By the religious experience the humblest communicant is led into the presence of a power so much greater than his master’s that the distinctions of this world are of little importance. So it is no accident that the only open challenge to the totalitarian state has come from men of deep religious faith. For in their faith they are vindicated as immortal souls, and from this enhancement of their dignity they find the reason why they must offer a perpetual challenge to the dominion of men over men.(Walter Lippmann, The Good Society, Little, Brown & Company, Boston, 1937, p. 312.)

In similar vein Lewis Mumford has made an unambiguous testimony. "The crisis, then, presses toward a conversion, deep-seated, organic, religious in essence, so that no part of political or personal existence will be untouched by it."(Lewis Mumford, Faith f or Living, Harcourt, Brace and Company, New York, 1940, pp. 193, 196.)

The redemptive society we seek must include men such as these and not merely those who have been identified with ecclesiastical enterprises. Many of the best people are not in the church precisely because they are the best people. We have, of course, some conspicuously vigorous minds actively at work within the church and wholly devoted to it, William Temple, T. S. Eliot and Reinhold Niebuhr being striking illustrations of this; but too many of essentially similar spirit are outside any self-conscious religious organization. Consequently the lines must be redrawn. "No religion," writes T. S. Eliot in his famous essay on Lancelot Andrewes, "can survive the judgment of history unless the best minds of its time have collaborated in its construction."(T. S. Eliot, Essays Ancient and Modern, Harcourt, Brace and Company, New York, 1936, p. 7)

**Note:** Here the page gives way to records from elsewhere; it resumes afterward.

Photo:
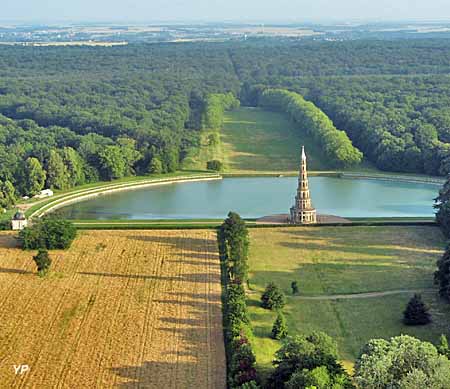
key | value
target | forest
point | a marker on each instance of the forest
(72, 115)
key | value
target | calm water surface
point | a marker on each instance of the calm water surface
(255, 197)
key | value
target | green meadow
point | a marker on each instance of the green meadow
(345, 261)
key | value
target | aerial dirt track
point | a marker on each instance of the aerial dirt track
(121, 309)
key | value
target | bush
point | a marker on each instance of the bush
(42, 261)
(214, 165)
(242, 366)
(49, 233)
(279, 329)
(416, 312)
(294, 287)
(273, 297)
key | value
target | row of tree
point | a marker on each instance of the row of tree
(233, 244)
(335, 144)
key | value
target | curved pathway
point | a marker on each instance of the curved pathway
(365, 295)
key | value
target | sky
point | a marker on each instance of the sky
(223, 10)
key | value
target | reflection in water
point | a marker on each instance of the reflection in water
(259, 196)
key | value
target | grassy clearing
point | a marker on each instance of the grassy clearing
(351, 260)
(119, 309)
(255, 141)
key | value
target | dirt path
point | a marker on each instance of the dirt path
(365, 295)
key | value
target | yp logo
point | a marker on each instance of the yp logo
(21, 369)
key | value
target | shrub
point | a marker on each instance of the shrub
(273, 297)
(443, 347)
(242, 366)
(215, 165)
(402, 362)
(294, 287)
(416, 312)
(49, 233)
(279, 329)
(42, 261)
(303, 354)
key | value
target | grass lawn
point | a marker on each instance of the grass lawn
(255, 140)
(335, 260)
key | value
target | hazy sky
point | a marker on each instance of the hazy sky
(216, 10)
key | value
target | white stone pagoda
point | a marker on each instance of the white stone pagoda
(303, 212)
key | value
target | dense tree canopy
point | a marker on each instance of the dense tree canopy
(403, 362)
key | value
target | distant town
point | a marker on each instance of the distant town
(111, 34)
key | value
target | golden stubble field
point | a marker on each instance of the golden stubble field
(122, 309)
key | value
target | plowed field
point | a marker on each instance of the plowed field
(120, 309)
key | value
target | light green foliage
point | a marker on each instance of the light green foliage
(57, 174)
(336, 144)
(155, 166)
(215, 107)
(332, 261)
(75, 167)
(400, 362)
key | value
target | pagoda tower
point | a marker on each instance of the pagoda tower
(302, 212)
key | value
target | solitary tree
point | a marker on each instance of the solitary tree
(273, 297)
(416, 312)
(279, 329)
(42, 261)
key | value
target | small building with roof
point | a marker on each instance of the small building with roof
(19, 221)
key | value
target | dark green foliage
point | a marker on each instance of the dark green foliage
(49, 233)
(442, 275)
(7, 194)
(279, 329)
(273, 297)
(242, 365)
(336, 144)
(416, 312)
(235, 247)
(443, 347)
(298, 358)
(294, 287)
(402, 362)
(215, 107)
(232, 238)
(43, 261)
(214, 165)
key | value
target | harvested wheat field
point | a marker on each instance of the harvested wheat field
(122, 309)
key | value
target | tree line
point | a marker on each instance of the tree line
(335, 144)
(233, 243)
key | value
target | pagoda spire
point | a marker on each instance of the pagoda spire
(303, 212)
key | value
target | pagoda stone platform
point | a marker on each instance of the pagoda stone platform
(284, 219)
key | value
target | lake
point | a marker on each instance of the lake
(253, 197)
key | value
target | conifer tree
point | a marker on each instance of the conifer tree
(279, 329)
(416, 312)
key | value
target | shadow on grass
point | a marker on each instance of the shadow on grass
(14, 271)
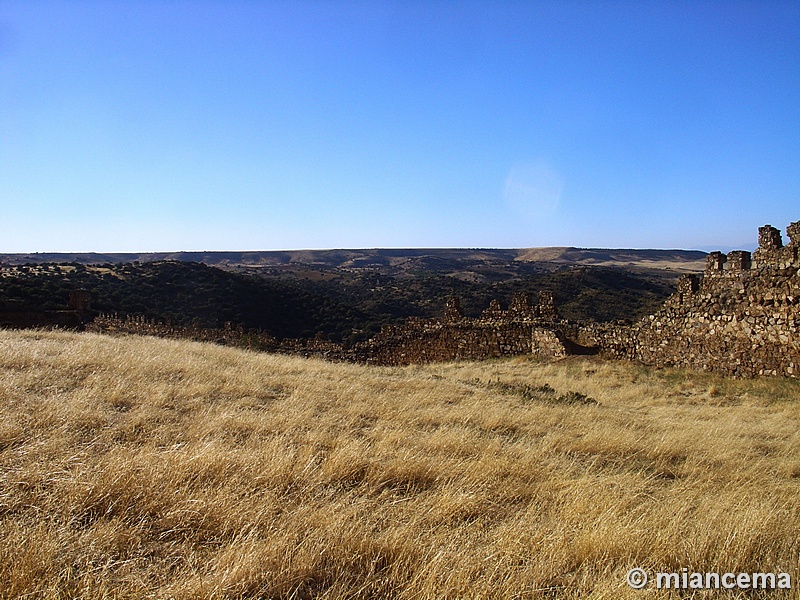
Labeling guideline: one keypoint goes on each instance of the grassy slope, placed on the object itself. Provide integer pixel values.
(136, 467)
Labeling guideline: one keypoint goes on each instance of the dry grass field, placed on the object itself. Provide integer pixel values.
(148, 468)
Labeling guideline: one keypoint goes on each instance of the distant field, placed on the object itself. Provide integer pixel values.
(397, 259)
(148, 468)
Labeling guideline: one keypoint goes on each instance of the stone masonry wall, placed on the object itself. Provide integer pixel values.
(525, 328)
(742, 318)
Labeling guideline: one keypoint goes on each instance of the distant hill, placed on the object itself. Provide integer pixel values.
(395, 259)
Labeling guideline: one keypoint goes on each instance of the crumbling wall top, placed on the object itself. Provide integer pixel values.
(793, 231)
(453, 310)
(769, 238)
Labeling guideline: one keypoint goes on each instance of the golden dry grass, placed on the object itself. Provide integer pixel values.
(148, 468)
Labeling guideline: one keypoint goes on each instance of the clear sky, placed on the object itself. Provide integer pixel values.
(200, 125)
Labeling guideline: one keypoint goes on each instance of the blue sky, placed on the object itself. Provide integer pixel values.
(163, 126)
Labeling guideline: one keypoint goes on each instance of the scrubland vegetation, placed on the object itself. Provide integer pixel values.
(150, 468)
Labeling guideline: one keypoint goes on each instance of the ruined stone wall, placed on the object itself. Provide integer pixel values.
(525, 328)
(742, 318)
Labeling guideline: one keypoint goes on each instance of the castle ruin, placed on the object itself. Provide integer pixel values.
(740, 319)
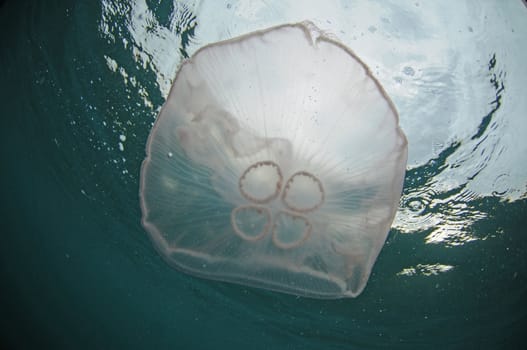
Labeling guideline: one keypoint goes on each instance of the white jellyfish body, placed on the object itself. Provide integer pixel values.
(277, 162)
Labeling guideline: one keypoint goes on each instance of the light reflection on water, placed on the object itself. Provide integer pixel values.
(449, 83)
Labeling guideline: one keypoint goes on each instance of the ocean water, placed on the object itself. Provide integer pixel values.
(81, 85)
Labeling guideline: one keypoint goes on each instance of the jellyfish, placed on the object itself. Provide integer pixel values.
(276, 162)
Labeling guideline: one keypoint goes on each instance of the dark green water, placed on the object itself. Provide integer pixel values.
(79, 272)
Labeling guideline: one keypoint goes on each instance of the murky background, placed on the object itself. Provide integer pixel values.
(81, 85)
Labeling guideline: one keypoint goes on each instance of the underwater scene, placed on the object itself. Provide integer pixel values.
(342, 174)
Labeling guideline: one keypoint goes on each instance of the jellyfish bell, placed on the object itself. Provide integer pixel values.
(277, 162)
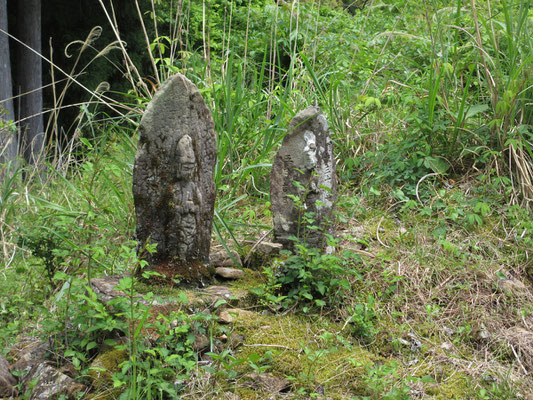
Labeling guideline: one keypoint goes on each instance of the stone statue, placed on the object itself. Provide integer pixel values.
(173, 186)
(303, 182)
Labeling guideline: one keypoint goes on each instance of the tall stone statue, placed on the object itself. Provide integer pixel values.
(303, 182)
(173, 186)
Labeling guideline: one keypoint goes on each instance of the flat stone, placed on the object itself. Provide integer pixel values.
(50, 383)
(268, 382)
(304, 169)
(230, 315)
(223, 259)
(201, 342)
(269, 248)
(173, 181)
(229, 273)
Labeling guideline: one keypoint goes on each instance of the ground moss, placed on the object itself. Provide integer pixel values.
(103, 366)
(295, 348)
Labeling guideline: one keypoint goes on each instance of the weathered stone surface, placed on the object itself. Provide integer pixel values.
(305, 168)
(173, 186)
(229, 273)
(223, 259)
(268, 248)
(7, 381)
(267, 382)
(229, 315)
(51, 383)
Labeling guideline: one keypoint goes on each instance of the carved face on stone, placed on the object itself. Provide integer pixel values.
(309, 151)
(186, 158)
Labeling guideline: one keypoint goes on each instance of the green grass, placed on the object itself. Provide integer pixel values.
(429, 108)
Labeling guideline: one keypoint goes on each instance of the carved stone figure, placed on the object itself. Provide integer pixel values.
(303, 182)
(173, 186)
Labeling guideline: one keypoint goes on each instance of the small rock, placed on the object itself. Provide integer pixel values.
(220, 292)
(446, 346)
(236, 340)
(513, 286)
(223, 259)
(416, 345)
(229, 315)
(225, 317)
(51, 383)
(230, 396)
(448, 331)
(480, 332)
(229, 273)
(269, 248)
(201, 342)
(268, 382)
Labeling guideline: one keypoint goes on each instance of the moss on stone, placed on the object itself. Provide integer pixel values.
(103, 366)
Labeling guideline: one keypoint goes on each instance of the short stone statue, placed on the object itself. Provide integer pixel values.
(173, 184)
(303, 187)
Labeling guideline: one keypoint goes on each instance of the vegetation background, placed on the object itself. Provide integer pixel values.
(429, 104)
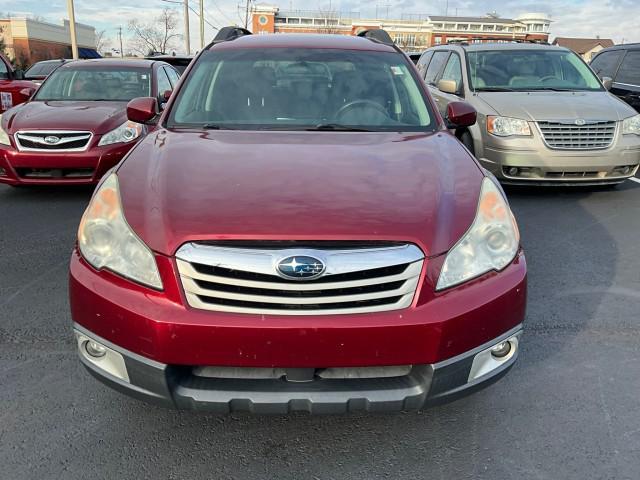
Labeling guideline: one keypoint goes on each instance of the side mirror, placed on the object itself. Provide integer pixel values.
(142, 109)
(448, 86)
(460, 114)
(27, 92)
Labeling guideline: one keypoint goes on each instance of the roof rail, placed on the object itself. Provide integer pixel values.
(377, 35)
(226, 34)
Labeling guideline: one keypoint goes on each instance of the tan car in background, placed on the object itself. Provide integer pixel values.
(543, 115)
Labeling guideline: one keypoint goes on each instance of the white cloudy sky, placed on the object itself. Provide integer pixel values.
(617, 19)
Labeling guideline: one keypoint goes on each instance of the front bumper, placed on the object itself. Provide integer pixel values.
(176, 387)
(67, 168)
(527, 161)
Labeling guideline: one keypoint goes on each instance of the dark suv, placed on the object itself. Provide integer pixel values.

The church of Elizabeth’s time, Eliot argues, succeeded because it had the advantage of the collaboration of men of the intellectual stature of Hooker and Andrewes. But on what do the intellectual giants of our day collaborate? They collaborate on economic planning, they collaborate on foreign policy, they collaborate on military strategy, but on the matters of the greatest possible importance and urgency they do not collaborate. Relatively few give themselves loyally to a consciously contrived fellowship of work and worship. Consequently the representative men of our day are closer to the tradition of John the Baptist than to the tradition of Christ. They are indeed voices crying in the wilderness. Many speak truly and well, but they are not members one of another and their influence is dissipated because they are not joined together in a redemptive society. Unless this situation is altered, there is little hope for our civilization.

Pessimistic as the more thoughtful spokesmen of this generation necessarily are, it would not be fair to bring this sense of the meeting to a close without reference to the deep faith that underlies so much of the intellectual and spiritual searching of our time. We have to strive to keep our faith, but we are keeping it. We are perplexed, but not unto despair. We believe that we can survive a civilization gone rotten and that the essential faith of Western man can be restored to this end. The moral decay of imperial Rome was overcome by the gospel for that day, and the moral decay of Western civilization will be likewise overcome by the gospel for our day. If modern man can be made to see and understand the predicament he is in, that very recognition may be amazingly salutary. As a fitting conclusion to this book, nothing better could be found than some sentences that Lord Tweedsmuir wrote just before he died, words that seem to the author to be the true conclusion of the matter. "I believe -- and this is my crowning optimism -- that the challenge with which we are now faced may restore to us that manly humility which alone gives power. It may bring us back to God. In that case our victory is assured. The Faith is an anvil which has worn out many hammers."